SPEAR, Frank S., EES, RPI, 110 8th St, Troy, NY 12180 and CHENEY, John T., Geology, Amherst College, Department of Geolgy, Amherst College, Amherst, MA 01002,

A stratigraphic unit traditionally mapped as Devonian Littleton Formation crops out along the Bronson Hill anticlinorium from southern Connecticut to northern New Hampshire. The unit has similar parageneses along strike with early, pre-foliation, small (1-5 mm) garnet, and late, post-fabric large (1-5 cm) staurolite. In contrast, rocks immediately overlying this unit have early, pre-fabric staurolite, and late garnet, and rocks immediately below have early garnet and no staurolite. A marked discontinuity in peak metamorphic P and T conditions exist between this unit (560 C, 600 MPa) and units lying immediately below (480 C, 350 MPa). Furthermore, the P-T path of rocks from this unit is different from that of rocks structurally above and below. Based on these petrologic criteria, we believe this to be a discrete, fault bounded structural unit which we have named the “big staurolite” nappe.

Monazite is abundant in rocks of the "big staurolite" nappe and occurs in the matrix and as inclusions in garnet and staurolite. Monazite is typically unzoned in Y, Nd, P, but has higher Th cores than rims, typical of low to medium grade monazite. Th/Pb ages were determined on six samples from around 50 km along strike using the IMS 1270 at UCLA. Twenty-seven separate ages range from 370 to 320 (± 3 my, 1 s.e.). This range of ages is in marked contrast to monazite from structurally higher nappes which have ages that range from ca. 410 Ma to 350 Ma and lower units, which have ages that range from 420 to 340 Ma.

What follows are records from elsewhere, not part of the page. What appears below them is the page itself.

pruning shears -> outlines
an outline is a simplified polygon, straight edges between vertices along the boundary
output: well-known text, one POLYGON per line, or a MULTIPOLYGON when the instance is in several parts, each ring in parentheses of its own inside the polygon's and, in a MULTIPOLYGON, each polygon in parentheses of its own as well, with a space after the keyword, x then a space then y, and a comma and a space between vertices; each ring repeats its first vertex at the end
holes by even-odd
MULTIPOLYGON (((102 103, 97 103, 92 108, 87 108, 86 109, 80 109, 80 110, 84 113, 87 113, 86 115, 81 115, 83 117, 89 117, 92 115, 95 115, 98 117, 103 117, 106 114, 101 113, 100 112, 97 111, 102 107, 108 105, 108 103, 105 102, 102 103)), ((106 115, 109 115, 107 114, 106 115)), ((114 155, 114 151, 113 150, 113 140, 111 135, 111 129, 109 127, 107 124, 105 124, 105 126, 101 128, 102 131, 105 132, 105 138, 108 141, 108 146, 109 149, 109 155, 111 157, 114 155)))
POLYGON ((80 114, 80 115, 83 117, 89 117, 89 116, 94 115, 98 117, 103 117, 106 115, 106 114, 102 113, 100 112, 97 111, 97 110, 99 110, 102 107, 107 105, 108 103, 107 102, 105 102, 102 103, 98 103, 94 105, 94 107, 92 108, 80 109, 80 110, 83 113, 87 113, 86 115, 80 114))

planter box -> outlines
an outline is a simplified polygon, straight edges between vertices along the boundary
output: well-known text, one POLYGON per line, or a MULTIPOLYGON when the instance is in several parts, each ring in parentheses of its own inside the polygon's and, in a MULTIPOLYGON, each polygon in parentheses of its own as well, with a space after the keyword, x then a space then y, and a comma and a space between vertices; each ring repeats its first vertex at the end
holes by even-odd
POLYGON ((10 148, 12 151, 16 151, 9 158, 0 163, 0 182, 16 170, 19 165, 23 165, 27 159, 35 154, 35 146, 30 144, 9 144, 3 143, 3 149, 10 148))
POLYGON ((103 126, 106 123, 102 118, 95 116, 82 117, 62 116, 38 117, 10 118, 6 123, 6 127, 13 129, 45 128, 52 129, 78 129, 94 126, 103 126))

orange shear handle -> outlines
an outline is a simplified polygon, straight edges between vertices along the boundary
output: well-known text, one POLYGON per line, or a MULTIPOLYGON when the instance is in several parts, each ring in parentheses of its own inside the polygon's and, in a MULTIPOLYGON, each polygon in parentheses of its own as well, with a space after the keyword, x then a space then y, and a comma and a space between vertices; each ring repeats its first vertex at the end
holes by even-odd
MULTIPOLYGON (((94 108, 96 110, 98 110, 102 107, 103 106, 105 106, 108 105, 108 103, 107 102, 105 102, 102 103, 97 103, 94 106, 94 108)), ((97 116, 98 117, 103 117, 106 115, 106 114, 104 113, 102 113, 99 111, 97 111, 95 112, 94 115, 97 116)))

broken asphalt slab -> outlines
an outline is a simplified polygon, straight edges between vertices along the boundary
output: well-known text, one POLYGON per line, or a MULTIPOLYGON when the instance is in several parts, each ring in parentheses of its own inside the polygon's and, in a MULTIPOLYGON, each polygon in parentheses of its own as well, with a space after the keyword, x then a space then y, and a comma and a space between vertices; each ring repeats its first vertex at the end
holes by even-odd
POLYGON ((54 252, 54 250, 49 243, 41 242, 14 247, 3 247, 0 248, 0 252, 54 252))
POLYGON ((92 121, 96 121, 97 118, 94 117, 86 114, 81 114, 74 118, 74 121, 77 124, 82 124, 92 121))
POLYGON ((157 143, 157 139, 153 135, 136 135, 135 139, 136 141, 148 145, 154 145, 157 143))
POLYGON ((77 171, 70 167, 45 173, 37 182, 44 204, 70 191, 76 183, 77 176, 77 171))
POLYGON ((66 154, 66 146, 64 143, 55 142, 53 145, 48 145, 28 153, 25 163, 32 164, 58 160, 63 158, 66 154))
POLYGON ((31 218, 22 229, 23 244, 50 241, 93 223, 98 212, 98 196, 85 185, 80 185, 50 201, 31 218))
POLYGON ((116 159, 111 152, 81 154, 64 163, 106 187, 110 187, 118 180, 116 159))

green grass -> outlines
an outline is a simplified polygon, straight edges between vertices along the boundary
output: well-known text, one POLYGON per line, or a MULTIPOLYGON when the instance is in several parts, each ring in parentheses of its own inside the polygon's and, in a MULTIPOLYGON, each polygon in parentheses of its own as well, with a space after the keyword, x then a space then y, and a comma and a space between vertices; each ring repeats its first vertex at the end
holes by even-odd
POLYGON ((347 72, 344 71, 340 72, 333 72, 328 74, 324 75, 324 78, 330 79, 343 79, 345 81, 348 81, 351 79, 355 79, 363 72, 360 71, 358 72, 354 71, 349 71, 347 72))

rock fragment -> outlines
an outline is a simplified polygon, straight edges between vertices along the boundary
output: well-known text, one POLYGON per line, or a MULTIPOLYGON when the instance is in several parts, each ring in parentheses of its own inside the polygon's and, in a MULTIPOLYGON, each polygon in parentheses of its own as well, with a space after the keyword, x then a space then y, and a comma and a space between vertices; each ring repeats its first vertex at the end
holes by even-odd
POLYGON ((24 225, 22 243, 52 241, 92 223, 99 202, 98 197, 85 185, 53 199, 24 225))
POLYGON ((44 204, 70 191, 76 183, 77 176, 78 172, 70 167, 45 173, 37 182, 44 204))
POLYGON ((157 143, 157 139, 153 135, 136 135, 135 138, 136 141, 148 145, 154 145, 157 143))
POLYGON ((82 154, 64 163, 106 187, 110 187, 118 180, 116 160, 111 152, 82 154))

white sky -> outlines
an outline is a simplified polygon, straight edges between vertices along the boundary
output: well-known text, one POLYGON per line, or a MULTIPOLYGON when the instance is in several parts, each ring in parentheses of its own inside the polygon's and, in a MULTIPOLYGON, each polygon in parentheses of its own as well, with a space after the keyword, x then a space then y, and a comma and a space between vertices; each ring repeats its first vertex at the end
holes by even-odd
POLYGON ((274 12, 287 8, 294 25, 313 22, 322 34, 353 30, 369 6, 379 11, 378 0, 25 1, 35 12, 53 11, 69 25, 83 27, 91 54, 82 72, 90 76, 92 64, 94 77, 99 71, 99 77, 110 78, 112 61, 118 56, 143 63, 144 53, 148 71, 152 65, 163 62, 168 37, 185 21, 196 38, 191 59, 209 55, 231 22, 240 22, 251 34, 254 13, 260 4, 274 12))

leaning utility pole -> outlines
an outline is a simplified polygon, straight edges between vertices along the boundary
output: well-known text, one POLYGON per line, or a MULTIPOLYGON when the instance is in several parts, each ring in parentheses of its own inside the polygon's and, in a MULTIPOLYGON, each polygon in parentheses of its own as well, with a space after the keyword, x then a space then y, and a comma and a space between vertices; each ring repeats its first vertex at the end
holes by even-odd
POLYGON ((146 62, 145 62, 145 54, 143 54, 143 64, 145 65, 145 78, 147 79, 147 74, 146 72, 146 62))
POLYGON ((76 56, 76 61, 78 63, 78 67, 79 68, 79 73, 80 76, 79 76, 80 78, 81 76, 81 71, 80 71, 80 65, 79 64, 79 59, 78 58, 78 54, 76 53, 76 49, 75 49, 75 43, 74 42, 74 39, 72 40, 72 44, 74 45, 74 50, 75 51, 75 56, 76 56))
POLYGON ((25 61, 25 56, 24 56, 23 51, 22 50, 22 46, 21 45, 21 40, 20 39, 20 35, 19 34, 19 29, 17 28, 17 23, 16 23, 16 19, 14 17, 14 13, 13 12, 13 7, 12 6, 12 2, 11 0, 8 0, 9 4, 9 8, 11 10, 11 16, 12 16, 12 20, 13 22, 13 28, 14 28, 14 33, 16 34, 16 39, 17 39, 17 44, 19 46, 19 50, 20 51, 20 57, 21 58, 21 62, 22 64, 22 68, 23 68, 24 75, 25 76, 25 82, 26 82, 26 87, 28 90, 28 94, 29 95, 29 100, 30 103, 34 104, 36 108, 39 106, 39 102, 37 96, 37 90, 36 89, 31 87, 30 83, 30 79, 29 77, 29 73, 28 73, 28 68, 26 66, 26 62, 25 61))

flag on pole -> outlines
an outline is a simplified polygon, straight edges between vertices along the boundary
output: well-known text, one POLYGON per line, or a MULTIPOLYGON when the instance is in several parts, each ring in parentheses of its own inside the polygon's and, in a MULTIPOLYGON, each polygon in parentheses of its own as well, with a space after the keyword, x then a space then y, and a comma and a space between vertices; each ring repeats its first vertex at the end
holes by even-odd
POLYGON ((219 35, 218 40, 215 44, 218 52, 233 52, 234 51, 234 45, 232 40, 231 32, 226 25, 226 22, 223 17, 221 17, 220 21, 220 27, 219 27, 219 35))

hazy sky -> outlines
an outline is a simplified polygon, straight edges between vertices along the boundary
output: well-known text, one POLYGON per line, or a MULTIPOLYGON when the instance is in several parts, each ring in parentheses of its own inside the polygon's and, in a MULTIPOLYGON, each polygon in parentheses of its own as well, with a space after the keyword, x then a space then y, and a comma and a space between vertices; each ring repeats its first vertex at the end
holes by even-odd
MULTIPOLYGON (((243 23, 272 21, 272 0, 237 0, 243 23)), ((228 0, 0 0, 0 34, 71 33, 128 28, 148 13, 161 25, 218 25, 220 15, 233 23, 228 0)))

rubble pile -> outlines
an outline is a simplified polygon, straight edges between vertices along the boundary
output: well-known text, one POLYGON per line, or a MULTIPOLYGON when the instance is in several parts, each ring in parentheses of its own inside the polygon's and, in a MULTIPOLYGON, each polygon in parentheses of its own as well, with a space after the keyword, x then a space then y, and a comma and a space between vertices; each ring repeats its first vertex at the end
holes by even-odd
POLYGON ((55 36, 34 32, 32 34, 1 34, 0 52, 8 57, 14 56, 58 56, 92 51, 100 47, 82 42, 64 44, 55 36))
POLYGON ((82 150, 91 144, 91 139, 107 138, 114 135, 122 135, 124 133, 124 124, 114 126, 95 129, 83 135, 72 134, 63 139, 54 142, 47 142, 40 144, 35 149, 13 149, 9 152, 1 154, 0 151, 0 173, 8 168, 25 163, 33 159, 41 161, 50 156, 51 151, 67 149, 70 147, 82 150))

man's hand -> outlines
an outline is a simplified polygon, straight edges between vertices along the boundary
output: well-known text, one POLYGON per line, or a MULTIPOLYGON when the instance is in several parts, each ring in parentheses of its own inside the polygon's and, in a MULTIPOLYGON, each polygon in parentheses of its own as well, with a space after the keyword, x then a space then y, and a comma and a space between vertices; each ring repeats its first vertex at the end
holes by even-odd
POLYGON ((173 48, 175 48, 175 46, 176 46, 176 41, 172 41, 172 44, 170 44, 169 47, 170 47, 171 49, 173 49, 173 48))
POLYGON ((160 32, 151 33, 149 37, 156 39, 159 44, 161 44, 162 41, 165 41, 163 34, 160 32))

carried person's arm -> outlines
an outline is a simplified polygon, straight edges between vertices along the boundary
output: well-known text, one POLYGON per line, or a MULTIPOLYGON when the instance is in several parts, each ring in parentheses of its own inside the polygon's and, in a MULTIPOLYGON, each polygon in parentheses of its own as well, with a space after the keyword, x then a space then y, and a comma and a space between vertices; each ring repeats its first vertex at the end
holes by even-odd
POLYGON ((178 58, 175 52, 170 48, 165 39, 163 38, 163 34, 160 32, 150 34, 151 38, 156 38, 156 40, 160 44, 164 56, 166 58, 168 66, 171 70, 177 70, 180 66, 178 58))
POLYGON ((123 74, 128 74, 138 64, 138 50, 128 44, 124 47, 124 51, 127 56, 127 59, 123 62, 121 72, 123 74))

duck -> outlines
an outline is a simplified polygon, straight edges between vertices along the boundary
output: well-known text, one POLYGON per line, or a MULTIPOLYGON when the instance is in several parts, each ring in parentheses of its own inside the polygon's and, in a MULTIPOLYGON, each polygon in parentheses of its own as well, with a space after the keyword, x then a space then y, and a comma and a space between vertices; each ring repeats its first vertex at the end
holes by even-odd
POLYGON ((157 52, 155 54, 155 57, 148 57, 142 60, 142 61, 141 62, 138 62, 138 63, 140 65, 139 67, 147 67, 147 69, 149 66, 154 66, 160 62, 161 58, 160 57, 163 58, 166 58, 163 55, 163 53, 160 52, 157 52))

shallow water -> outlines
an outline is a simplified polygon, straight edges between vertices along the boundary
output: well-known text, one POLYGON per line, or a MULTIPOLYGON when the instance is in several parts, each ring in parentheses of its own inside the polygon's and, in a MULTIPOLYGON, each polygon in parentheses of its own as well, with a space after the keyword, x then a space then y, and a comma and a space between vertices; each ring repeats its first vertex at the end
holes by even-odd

Hornblende and biotite Ar-Ar ages of 280 and 260, respectively, indicate that the “big staurolite” nappe was not cooled until the Alleghenian orogeny.

It is proposed that the “big staurolite” nappe represents a fundamental suture in central New England that binds the dominantly low-pressure, high level nappes of central New Hampshire (the Fall Mountain and Chesham Pond nappes) with the dominantly Barrovian metamorphic rocks west of the Bronson Hill anticlinorium and into eastern Vermont. The suture was apparently active at mid-crustal depths (ca. 20 km) from ca. 350 – 320 Ma, after metamorphism had ceased in higher level nappes, and before the Alleghenian orogeny.